Honestly, I could have just stored the code in the database and eval’d it — but no, I don’t want to take the risk of arbitrarily executing code. I could have done some gymnastics like running it in a network-less container with defined inputs and outputs. I could have made the configuration more capable. What I decided to do in the end, though, was to write an extremely compact domain-specific language (DSL).
To write this DSL, I chose a Lisp-style syntax due to its dead-simple parsing. The basic idea is to parse the string for tokens, generate an abstract syntax tree (AST), then just recurse through the AST and run whatever code is required.
In one example, I wanted to have an extendible SQL WHERE clause, with a very limited set of operators — AND
, OR
, LIKE
, =
.
(and (like (attr "person.name") (str "%Keita%")) (= (attr "person.city) (str "Tokyo")))
This example will generate the SQL WHERE clause:
((person.name LIKE '%Keita%') AND (person.city = 'Tokyo'))

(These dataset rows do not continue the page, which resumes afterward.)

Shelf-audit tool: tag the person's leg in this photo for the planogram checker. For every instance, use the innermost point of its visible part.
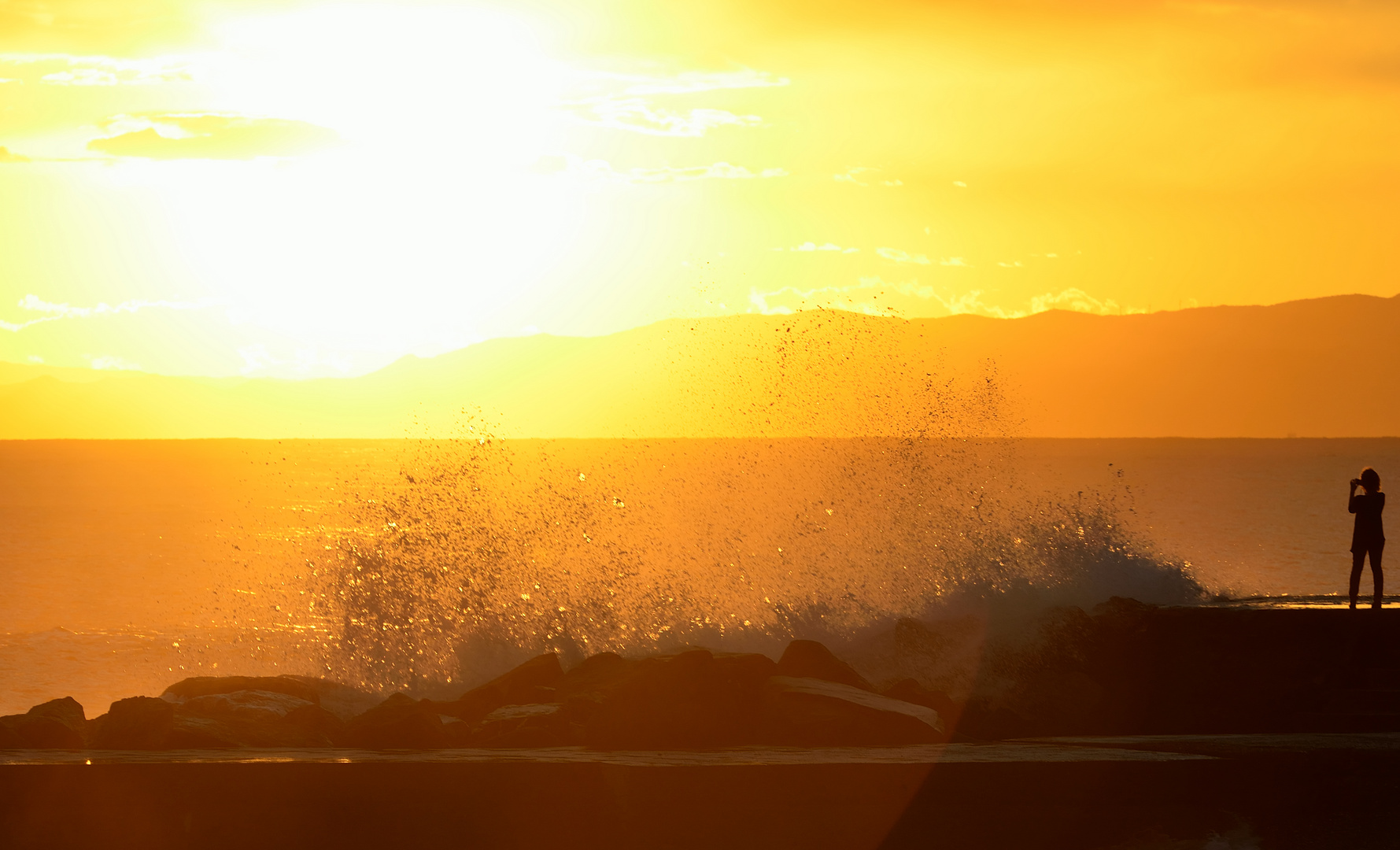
(1378, 576)
(1357, 560)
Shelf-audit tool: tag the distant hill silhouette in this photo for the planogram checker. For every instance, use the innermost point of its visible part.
(1324, 368)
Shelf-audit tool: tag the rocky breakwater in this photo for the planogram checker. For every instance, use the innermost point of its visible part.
(690, 699)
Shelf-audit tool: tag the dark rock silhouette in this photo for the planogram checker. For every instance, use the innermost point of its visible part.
(136, 722)
(535, 724)
(257, 719)
(198, 686)
(810, 660)
(1125, 668)
(531, 682)
(398, 722)
(911, 691)
(693, 699)
(57, 724)
(807, 711)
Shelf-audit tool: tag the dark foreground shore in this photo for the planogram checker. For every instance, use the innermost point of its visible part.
(1168, 793)
(1126, 727)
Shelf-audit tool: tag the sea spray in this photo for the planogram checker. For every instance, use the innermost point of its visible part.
(634, 546)
(863, 485)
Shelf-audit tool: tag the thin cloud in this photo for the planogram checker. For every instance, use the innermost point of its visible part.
(693, 82)
(604, 171)
(1070, 298)
(637, 115)
(903, 257)
(65, 69)
(210, 136)
(630, 105)
(863, 296)
(810, 247)
(855, 177)
(52, 312)
(109, 361)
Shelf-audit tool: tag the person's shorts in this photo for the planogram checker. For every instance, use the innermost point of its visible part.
(1374, 549)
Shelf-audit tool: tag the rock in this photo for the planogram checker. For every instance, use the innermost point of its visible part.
(342, 700)
(538, 724)
(57, 724)
(531, 682)
(808, 711)
(196, 686)
(251, 719)
(398, 722)
(810, 660)
(689, 700)
(911, 691)
(594, 678)
(318, 726)
(136, 722)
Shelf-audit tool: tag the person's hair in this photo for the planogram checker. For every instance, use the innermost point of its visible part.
(1369, 479)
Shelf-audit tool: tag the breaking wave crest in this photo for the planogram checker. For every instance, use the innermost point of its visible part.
(485, 546)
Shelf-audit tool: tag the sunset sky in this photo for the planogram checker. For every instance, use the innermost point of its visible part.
(294, 190)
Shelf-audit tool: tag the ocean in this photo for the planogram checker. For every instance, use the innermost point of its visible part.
(424, 566)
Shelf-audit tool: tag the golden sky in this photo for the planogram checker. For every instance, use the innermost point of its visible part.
(273, 188)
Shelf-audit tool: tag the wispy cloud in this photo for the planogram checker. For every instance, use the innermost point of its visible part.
(918, 260)
(303, 361)
(903, 257)
(639, 116)
(65, 69)
(690, 82)
(855, 177)
(811, 247)
(1070, 298)
(604, 171)
(210, 136)
(866, 294)
(109, 361)
(626, 101)
(52, 312)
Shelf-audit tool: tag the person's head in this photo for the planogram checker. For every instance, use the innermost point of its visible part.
(1369, 479)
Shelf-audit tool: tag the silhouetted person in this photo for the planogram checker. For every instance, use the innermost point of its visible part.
(1368, 534)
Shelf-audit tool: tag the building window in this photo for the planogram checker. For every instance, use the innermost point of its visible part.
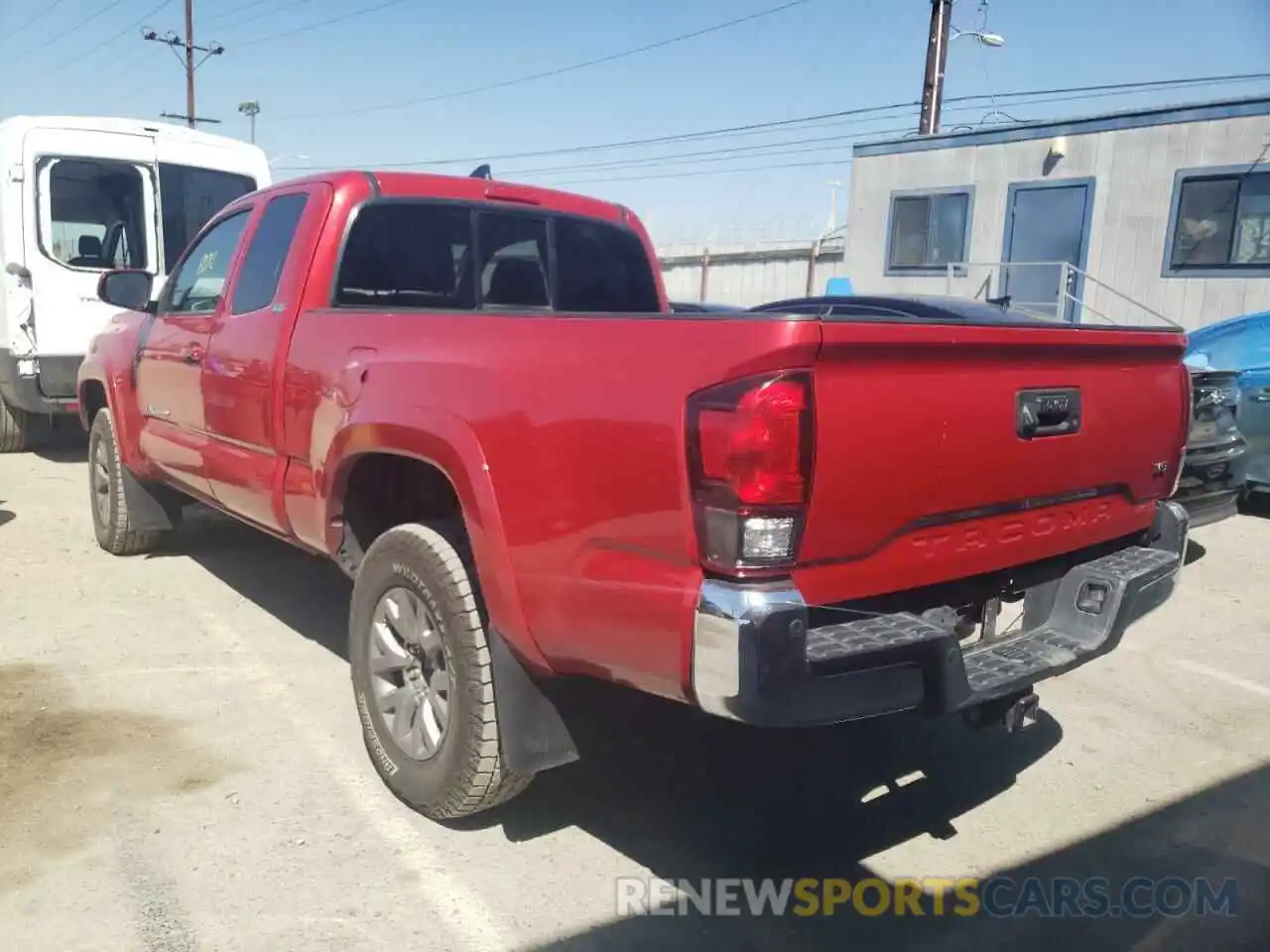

Here’s pseudocode for how I write the parser / interpreter for this:
COMMANDS = {
"and": (left, right) => { return f"(({left}) AND ({right}))" }
"or": (left, right) => { return f"(({left}) OR ({right}))" }
"like":(left, right) => { return f"(({left}) LIKE ({right}))" }
"=": (left, right) => { return f"(({left}) = ({right}))" }
"str": (str) => { return escape_sql(str) }
"attr": (str) => { return escape_sql_for_attr_name(str) }
}
def parse_ast(code):
# parse the "code" string into nested arrays:
# "(1 (2 3))" becomes ["1", ["2", "3"]]
...
def execute_node(ast):
cmd = ast[0]
argv = ast[1:]
resolved_argv = [ execute_node(x) for x in argv ]
return COMMANDS[cmd](*resolved_argv)
def execute(code):
ast = parse_ast(code)
execute_node(ast)
As you can see, this is a very simple example that takes the DSL and transforms it in to a SQL string. If you wanted to do parameterized queries, you might return a tuple with the string as the first element and a map of parameters for the second, for example.
The ability to map the language so closely to the AST, and being able to evaluate the AST just by recursion, makes this implementation simple and easy to write, easy to extend, and easy to embed in existing applications. While I probably won’t be switching to writing Common Lisp full time (for practical reasons), I definitely do get the appeal of the language itself.
This tool isn’t something I use all the time. It’s probably something that should be used very sparingly, and in specific circumstances. That said, it’s a good tool in my toolbox for those times for when I want to have on-the-fly customizable logic without the security concerns of using eval
, or the complexity of creating a sandboxed environment for potentially unsafe code.
Last note: while this solution may be more secure than eval
, it is definitely not 100% secure. In the simple example above, we do escape strings so SQL injection shouldn’t be a problem, but it doesn’t check if the column defined by the attr
function is valid, or if the user is allowed to query information based on that column or not (although something like that would be possible). I would not use something like this to process completely untrusted input.